Friday, 25 October 2013

A Life Too Short: The Tragedy of Robert Enke by Ronald Reng Translated from the German by Shaun Whiteside

by Bill Kirton

There are two things about this book that might make some people decide not to bother reading it. The first is that it’s about sport. The fact that it won a top British Sports Book Award in 2012 makes no difference; some people just don’t read sports books. The second thing makes it even less palatable: it’s not just about sport, it’s about football of the soccer variety and, as everyone knows, soccer players are spoiled, overpaid thugs with an inflated sense of their own worth. But this book transcends football, transcends sport. It’s the story of a likeable, gifted, seemingly grounded individual who suffered from depression and it leads us through the tangles of his mind as his illness dragged him inexorably down to the point at which, on November 10th 2009, he stepped in front of a train.

In the early years of the century, Robert Enke was one of the best goalkeepers in the world. As well as playing for clubs in the Austrian and German leagues, he also played in three other top European sides: Barcelona, Benfica and Fenerbahce. He played for his country at junior and senior level and was scheduled to be Germany’s number one in the 2010 World Cup. He was young, handsome, wealthy and in a secure, loving marriage. In other words, he was living what should have been a dream life but, as this account of it shows so powerfully, the dream was too often nightmarish. The writer notes tellingly that his suicide, at the age of 32, wasn’t really a result of a free choice. ‘The death of a depressive,’ he writes, ‘is never a free decision. The illness narrows perception to the extent that the sufferer no longer knows what it means to die. He thinks it just means getting rid of the illness.’

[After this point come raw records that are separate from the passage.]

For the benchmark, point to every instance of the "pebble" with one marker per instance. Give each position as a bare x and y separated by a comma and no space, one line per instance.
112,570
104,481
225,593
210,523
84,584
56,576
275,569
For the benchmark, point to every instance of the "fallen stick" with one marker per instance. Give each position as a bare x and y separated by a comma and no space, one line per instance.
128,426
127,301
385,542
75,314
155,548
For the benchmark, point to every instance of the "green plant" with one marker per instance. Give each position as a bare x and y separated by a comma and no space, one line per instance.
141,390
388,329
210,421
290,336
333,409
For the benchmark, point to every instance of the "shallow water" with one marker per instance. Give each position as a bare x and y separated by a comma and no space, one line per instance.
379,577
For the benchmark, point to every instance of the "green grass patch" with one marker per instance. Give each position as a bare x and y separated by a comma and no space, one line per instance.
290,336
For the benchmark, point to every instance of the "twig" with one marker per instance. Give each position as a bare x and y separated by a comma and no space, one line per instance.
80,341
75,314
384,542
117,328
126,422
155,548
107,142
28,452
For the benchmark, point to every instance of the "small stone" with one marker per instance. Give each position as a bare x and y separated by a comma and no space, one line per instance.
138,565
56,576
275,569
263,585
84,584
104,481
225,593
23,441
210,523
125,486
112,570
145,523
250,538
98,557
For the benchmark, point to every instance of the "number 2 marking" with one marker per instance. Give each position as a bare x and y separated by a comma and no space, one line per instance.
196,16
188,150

The irony is that the book takes the place of one which Enke and the author were supposed to be writing together. They’d been friends for years and Reng had access to his diaries and to many other sources which allowed him to record the impact Enke had on those around him and piece together the contradictions, the moods and even the thought processes of his subject. The material is handled with care, honesty and one could even say with love, and it gives us a moving account of the life of a complex, intelligent, caring individual who was haunted by a darkness which resisted attempts by psychiatrists, friends and a loving wife to offer ways to combat it.

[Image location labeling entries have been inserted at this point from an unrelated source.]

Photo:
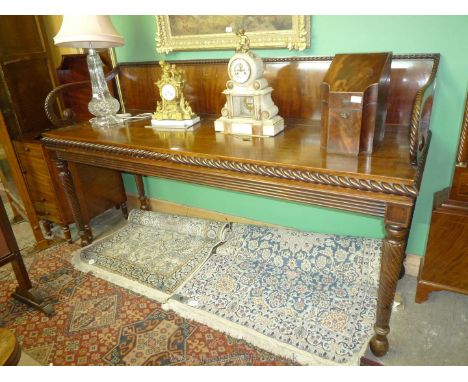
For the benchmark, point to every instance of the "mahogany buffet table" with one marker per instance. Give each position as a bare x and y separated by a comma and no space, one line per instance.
289,166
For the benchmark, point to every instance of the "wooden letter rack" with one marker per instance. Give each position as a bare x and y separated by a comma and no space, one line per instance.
354,102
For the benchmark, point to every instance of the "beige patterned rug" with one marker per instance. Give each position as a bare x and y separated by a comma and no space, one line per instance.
154,253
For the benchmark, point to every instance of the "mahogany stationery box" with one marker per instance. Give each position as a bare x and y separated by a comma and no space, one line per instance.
354,102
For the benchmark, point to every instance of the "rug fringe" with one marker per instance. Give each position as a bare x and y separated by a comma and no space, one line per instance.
118,280
255,338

Depression isn’t just sadness. Enke and his wife had a daughter who was born with a heart defect and died at the age of two. Naturally enough, the effect of such an event was disastrous for both of them and yet it was only one of the demons that spread their poison through his mind. It’s too easy to identify an event we can all sympathise with and make the seemingly logical link: event-sadness-suicide. But, as Reng reminds us, there are more deaths from depression-related suicide every day than there are from road accidents.

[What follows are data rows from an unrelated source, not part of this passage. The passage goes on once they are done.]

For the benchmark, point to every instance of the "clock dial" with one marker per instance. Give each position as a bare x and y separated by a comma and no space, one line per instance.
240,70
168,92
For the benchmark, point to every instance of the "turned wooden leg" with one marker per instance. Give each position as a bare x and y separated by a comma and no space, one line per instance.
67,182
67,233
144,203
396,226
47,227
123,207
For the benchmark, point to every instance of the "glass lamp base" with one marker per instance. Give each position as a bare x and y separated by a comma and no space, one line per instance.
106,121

More complexities are added to this analysis of the condition by the nature of Enke’s job. In a soccer team, the goalkeeper is unique. He’s the only player allowed to handle the ball and also the only one whose mistakes are usually far more costly than any made by players in other positions. In a way, it’s a negative position. The object of the game is to score goals but the keeper is there to prevent them. As the last line of defence it’s also important for him to be (or at least seem to be) calm, in control, unlikely to panic. Any sign of stress or frailty sends a message to the rest of the team that he’s vulnerable. And goalkeepers aren’t allowed to be vulnerable. Some of the most fascinating and heart-rending passages of the book come near the end when his wife and friends are watching him play a game, knowing that he’s in a deep depression, seeing the truth of his body language and facial expressions while others interpret them differently. To the uninitiated, Robert Enke seems to be in ice-cool control of the situation.


The book begins and ends with the suicide. At the start it’s the helplessness, bewilderment and anxiety of those close to him that’s stressed; at the end, the pace is such that both the reader and those same people are dragged inexorably towards what they all know is to be a tragic outcome. The writing is skilful, Reng’s love and compassion are self-evident, but the force that overwhelms everything is that of the dark, incomprehensible monster that harried Enke to his death. This is not simply the story of an individual, it’s a frightening chronicle of how depression overwhelms all else, fragments and distorts values, undermines everything that makes life so precious.